みこりんのおかげで憂鬱な土日を漫画を読んで過ごし、月曜日が来てしまった。みこりんに会いたいけど、会ってどんな顔して何を言えばいいんだろう。なんかもうつらいし、笑顔で挨拶すらできそうにない。
ばったり会うのも嫌だったから、いつもと違う車両に乗ろうと思って乗車する場所を変えた。いつも、電車で初めてみこりんとエンカウントした車両に乗って、時間さえあえば運良く出会えるという感じだった。毎朝出会えるかどうかあんなに楽しみだったのに、今はこんなにも会いたくないなんて。

『電車が参ります──』

電車が止まりドアが開き、人が降りるのを待った。やっと乗ろうと思ったら、中にみこりんを見つけてしまい、目が合った。
みこりんってば、私に会いたくなくていつもと違うとこに乗ったのかな。なんて思ったら辛くなって、みこりんから目をそらして引き下がり、電車を見送った。

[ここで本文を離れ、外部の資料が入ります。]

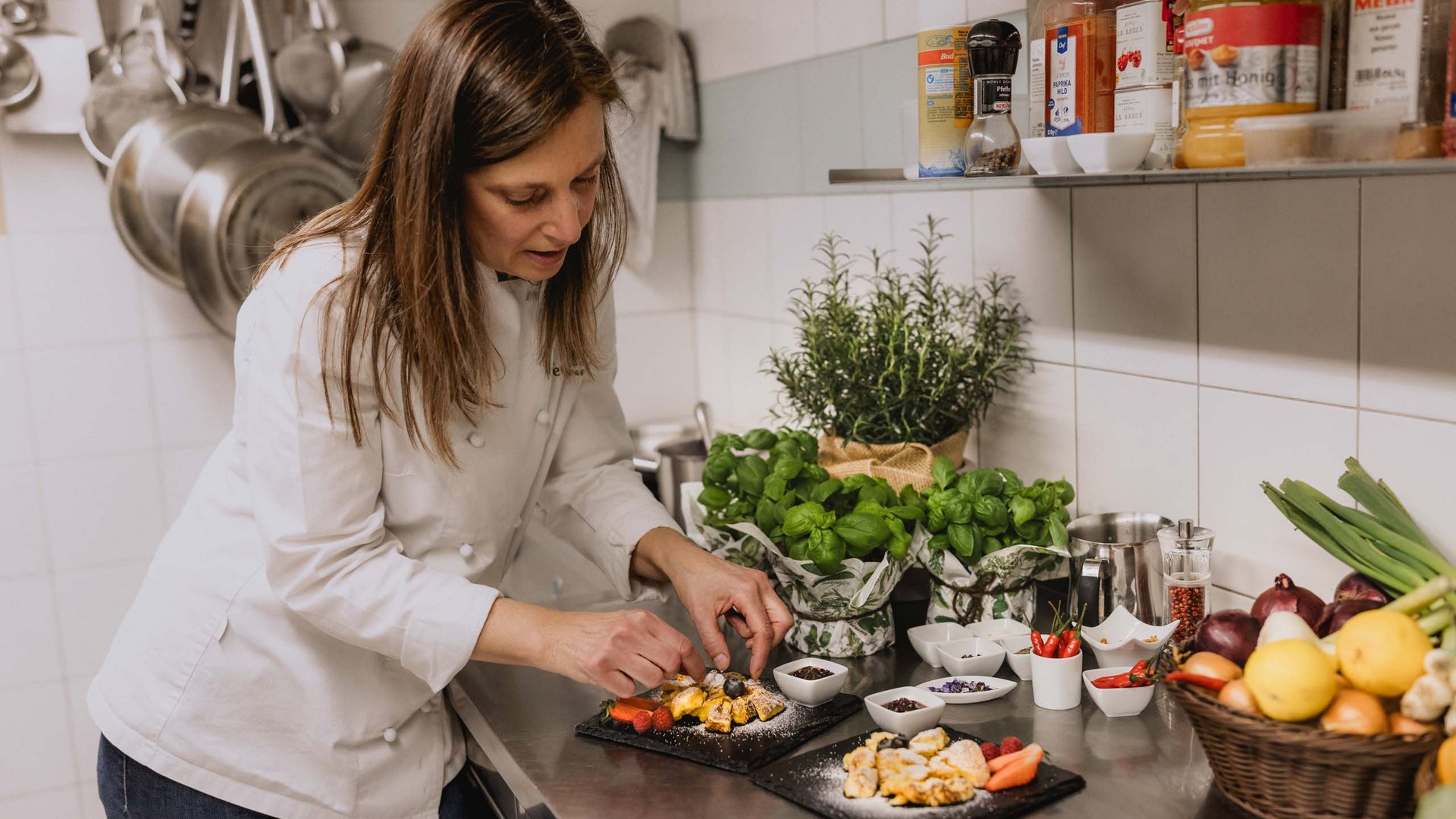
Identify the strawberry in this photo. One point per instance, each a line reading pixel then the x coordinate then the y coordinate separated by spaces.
pixel 642 722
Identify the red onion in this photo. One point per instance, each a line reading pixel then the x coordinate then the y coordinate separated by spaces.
pixel 1340 611
pixel 1231 632
pixel 1359 588
pixel 1285 596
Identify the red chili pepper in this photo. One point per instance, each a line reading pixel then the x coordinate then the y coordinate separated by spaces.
pixel 1213 684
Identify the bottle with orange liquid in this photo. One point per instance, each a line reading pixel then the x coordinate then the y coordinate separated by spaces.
pixel 1245 58
pixel 1079 64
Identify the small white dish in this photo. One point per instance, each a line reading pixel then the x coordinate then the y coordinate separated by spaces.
pixel 1019 664
pixel 810 691
pixel 925 637
pixel 998 689
pixel 984 661
pixel 1110 153
pixel 1049 156
pixel 999 629
pixel 906 723
pixel 1117 701
pixel 1126 639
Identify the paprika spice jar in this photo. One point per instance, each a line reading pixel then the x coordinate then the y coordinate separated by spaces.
pixel 1245 58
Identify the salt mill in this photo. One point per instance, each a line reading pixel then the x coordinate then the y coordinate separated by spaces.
pixel 992 143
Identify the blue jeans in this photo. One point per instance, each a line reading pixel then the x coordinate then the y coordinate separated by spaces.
pixel 130 790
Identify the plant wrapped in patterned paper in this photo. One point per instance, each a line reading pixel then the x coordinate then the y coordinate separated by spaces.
pixel 986 538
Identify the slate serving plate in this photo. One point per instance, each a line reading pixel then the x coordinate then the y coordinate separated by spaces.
pixel 816 780
pixel 742 751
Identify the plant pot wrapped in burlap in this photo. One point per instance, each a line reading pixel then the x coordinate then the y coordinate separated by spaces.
pixel 836 614
pixel 986 538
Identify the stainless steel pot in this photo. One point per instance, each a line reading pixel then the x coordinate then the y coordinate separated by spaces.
pixel 1116 561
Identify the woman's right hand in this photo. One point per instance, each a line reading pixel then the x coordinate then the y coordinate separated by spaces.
pixel 622 651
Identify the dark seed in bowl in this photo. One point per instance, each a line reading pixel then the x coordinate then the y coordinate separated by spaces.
pixel 811 672
pixel 903 706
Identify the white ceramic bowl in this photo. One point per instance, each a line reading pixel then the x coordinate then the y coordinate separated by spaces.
pixel 998 630
pixel 998 689
pixel 1117 701
pixel 925 637
pixel 1050 155
pixel 1126 637
pixel 1019 664
pixel 810 691
pixel 1110 153
pixel 908 723
pixel 987 656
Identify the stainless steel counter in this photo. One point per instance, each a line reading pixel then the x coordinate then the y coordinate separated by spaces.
pixel 523 720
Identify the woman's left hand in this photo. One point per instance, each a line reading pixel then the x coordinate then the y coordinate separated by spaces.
pixel 711 588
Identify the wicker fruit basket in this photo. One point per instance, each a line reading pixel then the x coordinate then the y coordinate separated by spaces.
pixel 1296 771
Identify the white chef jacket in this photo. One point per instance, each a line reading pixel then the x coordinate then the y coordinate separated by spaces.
pixel 299 621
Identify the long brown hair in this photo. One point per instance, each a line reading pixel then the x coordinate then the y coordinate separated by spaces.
pixel 478 82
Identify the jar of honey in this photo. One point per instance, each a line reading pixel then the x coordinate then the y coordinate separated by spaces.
pixel 1245 58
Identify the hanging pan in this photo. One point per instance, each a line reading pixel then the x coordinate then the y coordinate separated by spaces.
pixel 248 197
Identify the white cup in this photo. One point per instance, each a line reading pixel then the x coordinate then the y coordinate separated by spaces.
pixel 1056 682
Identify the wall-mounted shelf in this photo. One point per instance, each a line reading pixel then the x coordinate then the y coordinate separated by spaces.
pixel 892 178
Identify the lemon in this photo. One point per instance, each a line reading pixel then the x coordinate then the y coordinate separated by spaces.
pixel 1291 679
pixel 1382 651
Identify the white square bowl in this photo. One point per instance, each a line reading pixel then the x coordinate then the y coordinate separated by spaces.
pixel 1117 701
pixel 1125 637
pixel 987 656
pixel 909 723
pixel 810 691
pixel 1019 664
pixel 925 637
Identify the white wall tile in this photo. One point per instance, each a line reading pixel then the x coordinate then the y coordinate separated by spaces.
pixel 667 283
pixel 1407 346
pixel 1138 445
pixel 55 803
pixel 952 212
pixel 52 186
pixel 102 509
pixel 20 539
pixel 865 222
pixel 730 257
pixel 1033 430
pixel 1277 287
pixel 92 602
pixel 91 400
pixel 795 226
pixel 193 390
pixel 1134 280
pixel 840 25
pixel 39 757
pixel 28 632
pixel 1247 439
pixel 1414 458
pixel 15 417
pixel 180 471
pixel 76 289
pixel 657 372
pixel 1027 234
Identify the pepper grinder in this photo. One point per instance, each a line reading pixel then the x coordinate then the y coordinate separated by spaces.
pixel 992 143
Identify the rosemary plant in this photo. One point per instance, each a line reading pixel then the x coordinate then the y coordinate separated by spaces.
pixel 897 356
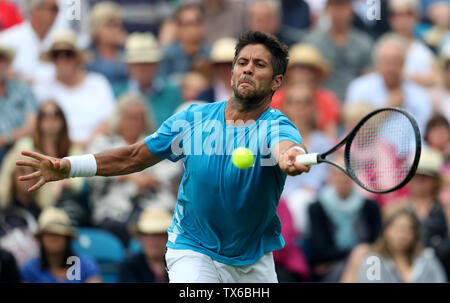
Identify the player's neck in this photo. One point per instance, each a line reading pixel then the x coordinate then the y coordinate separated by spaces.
pixel 236 110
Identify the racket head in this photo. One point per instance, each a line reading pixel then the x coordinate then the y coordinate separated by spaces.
pixel 382 152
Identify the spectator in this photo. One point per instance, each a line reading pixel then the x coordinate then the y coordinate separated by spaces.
pixel 108 37
pixel 299 108
pixel 17 105
pixel 9 272
pixel 85 97
pixel 306 65
pixel 149 265
pixel 440 95
pixel 265 16
pixel 437 135
pixel 290 262
pixel 439 15
pixel 420 65
pixel 189 46
pixel 222 55
pixel 423 202
pixel 54 235
pixel 400 254
pixel 346 49
pixel 9 15
pixel 142 55
pixel 118 201
pixel 223 18
pixel 32 37
pixel 387 87
pixel 340 220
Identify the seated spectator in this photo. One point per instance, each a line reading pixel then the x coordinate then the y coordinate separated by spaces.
pixel 223 18
pixel 387 87
pixel 439 15
pixel 143 55
pixel 149 265
pixel 420 65
pixel 108 37
pixel 52 266
pixel 85 97
pixel 9 272
pixel 440 95
pixel 341 219
pixel 9 15
pixel 193 86
pixel 399 254
pixel 30 38
pixel 222 56
pixel 17 105
pixel 290 262
pixel 437 135
pixel 179 56
pixel 306 65
pixel 51 137
pixel 423 202
pixel 347 49
pixel 115 202
pixel 299 108
pixel 265 16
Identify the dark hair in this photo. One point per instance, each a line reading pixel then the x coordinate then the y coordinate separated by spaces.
pixel 189 5
pixel 279 51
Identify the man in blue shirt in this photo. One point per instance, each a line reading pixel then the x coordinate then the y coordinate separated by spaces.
pixel 225 225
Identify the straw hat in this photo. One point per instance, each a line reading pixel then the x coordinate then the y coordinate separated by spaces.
pixel 152 221
pixel 223 50
pixel 101 13
pixel 306 54
pixel 142 48
pixel 7 52
pixel 64 40
pixel 55 221
pixel 431 161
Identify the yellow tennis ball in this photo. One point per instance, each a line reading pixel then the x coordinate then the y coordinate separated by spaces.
pixel 242 158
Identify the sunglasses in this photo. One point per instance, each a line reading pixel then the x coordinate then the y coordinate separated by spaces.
pixel 63 54
pixel 53 114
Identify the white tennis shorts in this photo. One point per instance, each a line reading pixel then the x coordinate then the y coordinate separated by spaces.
pixel 188 266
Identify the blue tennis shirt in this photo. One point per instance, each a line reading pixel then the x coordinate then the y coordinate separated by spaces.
pixel 222 211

みこりんに嫌われてるとか避けられてるとか考えるだけで、気が重かった。こんな気分では、高らかに笑う悪役なんてできそうにない。申し訳ないけど部活を休ませてもらおうと思ったのだが、教室まで迎えに来られてしまった。

「椿ちゃん!お迎えにあがったよ」
「え…何の?」
「部活だよ」
「鹿島くんが!?ね、熱でもあるの?帰る?」
「そう言われると帰りたくなるんだけど。部活やめてデートでも行く?」
「い、いや…部活行く」

鹿島くんとデートはすごく素敵だけど、部長に怒られる。だったらもう、今鹿島くんを連れて部室に行った方がマシだ。

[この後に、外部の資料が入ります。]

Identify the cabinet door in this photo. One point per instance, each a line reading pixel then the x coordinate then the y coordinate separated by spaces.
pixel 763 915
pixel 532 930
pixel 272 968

「…あの、失礼だけど、鹿島くんから部活行こうだなんて、どういう風の吹き回し?」

部室に行くまでの時間で、気になったから聞いてみた。隣に並んで鹿島くんを見上げると、スカートが目に入らないからただイケメンの隣を歩いている気分にさせられる。

「椿ちゃんに相談があってさ」
「相談?」
「そ。最近、御子柴がおかしいんだよ」

まさか御子柴という名前が出てくるとは思わず、ドキッとさせられた。

「クラスの奴らに何かあったのか聞かれたんだけど、私が御子柴のことなんか解るわけないし。椿ちゃんなら何か解るかと思ったんだけど」
「…おかしいって、どんな風に?」
「んー、なんか、話しかけても上の空って感じみたい。私は全然気付かなかったけど、先週からおかしかったらしいね。今日は私にも解るくらい変で、ずっと死んだ目してた」

今日ってことは、今朝のことが原因? 私と会ったから? それとも、私が避けたから?

「一応友達だから、ちょっと心配なんだよね」
「…そっか」

ごめんね鹿島くん。きっとそれ私のせいだろうし。

「まぁ、わかんないならいいんだ。ほっとけばそのうち直るだろうし。それより椿ちゃん、そろそろアクションの練習してみない?悪役極めるなら、戦えた方がかっこいいと思うよ。椿ちゃんみたいな可愛い女の子が悪役で怒鳴り散らして戦うこともできたらみんなを驚かせられるよ!」
「…じゃあ鹿島くんが教えてくれる?」
「もちろんだよ。手取り足取り、ね」

にこっと輝かしい笑顔を向けられた。それだけでちょっと幸せな気分になれたから、王子の輝きに感謝した。